‘Challenges’ for Jet2 hit parent’s profits
28.06.10
Fewer passengers using Leeds Bradford Airport based budget airline Jet2 dented profits at its parent company Dart Group plc. Chairman Philip Meeson described the year to March 31 as ‘reasonably satisfactory’ for the aviation and logistics group, in spite of challenging conditions for Jet2. While group turnover fell slightly from £439m the previous year to £434m, pre-tax profits fell by around a third from £33.5m to £22.2m, due to lower margins at Jet2 as a result of lower customer demand. Financial results for Jet2 are not pulled out from the overall group performance.

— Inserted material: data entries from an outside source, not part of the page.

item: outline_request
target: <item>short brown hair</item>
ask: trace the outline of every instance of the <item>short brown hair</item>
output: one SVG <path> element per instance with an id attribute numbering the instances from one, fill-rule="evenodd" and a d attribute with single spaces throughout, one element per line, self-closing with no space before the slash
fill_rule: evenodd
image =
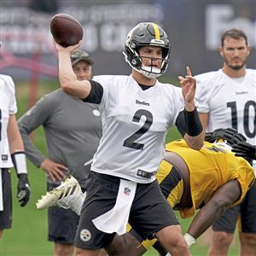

Jet2 suffered from weaker customer demand for its passenger services, especially during the off-peak and winter months, with flights to skiing destinations particularly affected. Mr Meeson said early action was taken to reduce capacity and frequency in order to control potential losses. During the year, it carried more than 3.1 million scheduled and charter passengers, with load factors up two percentage points to 80% and yields (average fares) down.
The group’s expanding tour operator, Jet2holidays.com, sold more than 64,000 packages, and this was planned to grow substantially. Mr Meeson said: ‘With the contribution of passengers from Jet2holidays alongside our other income streams, we feel optimistic that, provided we are flexible, continue to innovate and offer really great-value fares, our aviation business will prosper.’